“Io non taccio”, storia di Paolo Borrometi e della libertà d’informazione in Italia

LTM e Paolo Borrometi

Io non taccio. L’Italia dell’informazione che dà fastidio” (Cento Autori, 2015) è la raccolta di otto storie, quelle di altrettanti giornalisti che, per aver svolto con passione e determinazione il proprio lavoro, sono stati vittime di minacce, violenze e querele pretestuose.

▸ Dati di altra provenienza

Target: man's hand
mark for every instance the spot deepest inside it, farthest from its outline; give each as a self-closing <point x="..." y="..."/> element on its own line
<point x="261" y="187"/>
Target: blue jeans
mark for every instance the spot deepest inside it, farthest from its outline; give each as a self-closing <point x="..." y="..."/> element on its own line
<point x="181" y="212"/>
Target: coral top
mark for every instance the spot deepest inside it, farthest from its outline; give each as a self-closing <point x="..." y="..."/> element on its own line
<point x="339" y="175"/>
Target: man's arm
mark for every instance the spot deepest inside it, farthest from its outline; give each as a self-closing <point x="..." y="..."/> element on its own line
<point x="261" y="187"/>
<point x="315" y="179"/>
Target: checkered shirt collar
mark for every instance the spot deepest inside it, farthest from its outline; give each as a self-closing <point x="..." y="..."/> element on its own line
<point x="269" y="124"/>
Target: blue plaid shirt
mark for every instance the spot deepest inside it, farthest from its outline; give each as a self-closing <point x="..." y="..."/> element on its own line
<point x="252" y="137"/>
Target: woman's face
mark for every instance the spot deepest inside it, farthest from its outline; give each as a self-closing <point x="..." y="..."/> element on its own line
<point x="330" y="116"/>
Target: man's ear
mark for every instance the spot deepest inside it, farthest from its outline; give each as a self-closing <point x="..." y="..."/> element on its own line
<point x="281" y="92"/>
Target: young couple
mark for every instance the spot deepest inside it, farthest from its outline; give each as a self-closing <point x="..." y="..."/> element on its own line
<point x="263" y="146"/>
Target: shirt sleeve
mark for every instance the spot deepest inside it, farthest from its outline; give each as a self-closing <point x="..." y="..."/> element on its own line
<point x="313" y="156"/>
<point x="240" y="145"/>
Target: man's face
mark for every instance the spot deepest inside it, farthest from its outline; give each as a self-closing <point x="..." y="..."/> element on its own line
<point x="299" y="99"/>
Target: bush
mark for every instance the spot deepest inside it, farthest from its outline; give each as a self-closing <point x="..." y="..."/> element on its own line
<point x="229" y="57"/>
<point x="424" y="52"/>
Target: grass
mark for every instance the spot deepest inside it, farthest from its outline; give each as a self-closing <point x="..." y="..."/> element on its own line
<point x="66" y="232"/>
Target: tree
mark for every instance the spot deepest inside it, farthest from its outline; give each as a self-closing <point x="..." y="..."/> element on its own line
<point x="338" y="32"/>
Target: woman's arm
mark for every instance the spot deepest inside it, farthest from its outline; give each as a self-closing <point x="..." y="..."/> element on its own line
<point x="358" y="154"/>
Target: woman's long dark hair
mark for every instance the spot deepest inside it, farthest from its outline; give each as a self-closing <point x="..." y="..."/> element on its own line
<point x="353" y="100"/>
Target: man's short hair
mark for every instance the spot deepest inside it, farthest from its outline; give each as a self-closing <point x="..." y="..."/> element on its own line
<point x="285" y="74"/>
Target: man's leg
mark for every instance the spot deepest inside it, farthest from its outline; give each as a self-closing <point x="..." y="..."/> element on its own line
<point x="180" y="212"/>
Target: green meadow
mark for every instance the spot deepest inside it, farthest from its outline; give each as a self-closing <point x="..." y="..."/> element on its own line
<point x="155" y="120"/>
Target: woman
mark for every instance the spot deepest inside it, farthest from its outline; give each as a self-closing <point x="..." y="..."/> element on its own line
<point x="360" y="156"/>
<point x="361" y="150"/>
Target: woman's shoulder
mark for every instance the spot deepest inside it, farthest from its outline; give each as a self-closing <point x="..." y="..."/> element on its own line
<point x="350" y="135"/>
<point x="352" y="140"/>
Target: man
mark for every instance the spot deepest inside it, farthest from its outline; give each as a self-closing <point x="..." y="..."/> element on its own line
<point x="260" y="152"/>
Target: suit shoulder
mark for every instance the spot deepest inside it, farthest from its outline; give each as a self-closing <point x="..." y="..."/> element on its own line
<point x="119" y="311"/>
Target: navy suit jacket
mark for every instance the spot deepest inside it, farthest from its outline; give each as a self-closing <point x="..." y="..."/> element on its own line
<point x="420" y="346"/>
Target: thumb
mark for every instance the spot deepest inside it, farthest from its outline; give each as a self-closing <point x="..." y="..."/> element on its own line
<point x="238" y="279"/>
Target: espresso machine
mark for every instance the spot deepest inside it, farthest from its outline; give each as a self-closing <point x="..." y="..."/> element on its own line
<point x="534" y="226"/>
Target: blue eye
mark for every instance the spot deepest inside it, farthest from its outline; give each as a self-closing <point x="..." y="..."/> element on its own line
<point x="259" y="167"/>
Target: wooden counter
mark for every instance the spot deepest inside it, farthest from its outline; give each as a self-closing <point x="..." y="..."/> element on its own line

Tra gli autori c’è anche Paolo Borrometi, giovane giornalista del Ragusano, ospitato a Novara dall’Associazione La Torre-Mattarella sabato 30 gennaio.

Borrometi, collaboratore dell’Agi e direttore della testata online laspia.it, è sotto scorta dal 25 agosto 2014, dopo un’escalation di minacce culminata con un pestaggio di cui porta ancora i segni e con un incendio alla porta di casa, ma soprattutto (di questo e non delle sue vicende personali preferisce parlare) è l’autore di alcune scomode inchieste che hanno svelato il radicamento e gli affari della criminalità organizzata nel proprio territorio, come quella che riguarda il comune di Scicli, location resa famosa dalla serie televisiva del commissario Montalbano. Borrometi ha infatti raccontato dell’ascesa al potere di un «gruppo di netturbini», partita dal racket dei manifesti elettorali e giunta fino alla raccolta dei rifiuti solidi urbani, passando per le estorsioni e lo spaccio. Dopo gli avvertimenti, le botte e la delegittimazione, oggi i suoi articoli trovano riscontri nell’operazione Eco, che nel giugno 2014 ha sgominato il gruppo criminale e che vede a processo anche l’ex sindaco con l’accusa di concorso esterno, e nello scioglimento per mafia del Comune di Scicli avvenuto il 29 aprile 2015.

In conferenza Borrometi ha riportato una citazione che ben rappresenta il ruolo sociale del giornalista: «Sei un problema prima per le forze dell’ordine e poi per noi», gli ha detto uno degli uomini che ha tentato di dissuaderlo con le minacce, intendendo che i suoi articoli obbligassero gli organi inquirenti, loro malgrado, a intervenire. Ecco l’importanza di un’informazione libera, capace di mantenere alta la soglia dell’attenzione fino a contribuire all’affermazione della legalità. Un bene raro in Italia, al 73esimo posto (dietro a Hong Kong, Senegal e Moldavia) nella classifica di Reporter Sans Frontières sulla libertà di stampa, dove l’osservatorio Ossigeno per l’informazione ha contato 528 minacce a giornalisti nel 2015 e 24 nei primi 29 giorni del nuovo anno. Dati impietosi che ci pongono di fronte a una sfida di civiltà e diritti, in cui siamo tutti chiamati fare la nostra parte, a partire dal sostegno di chi, come Paolo Borrometi, si trova in prima linea.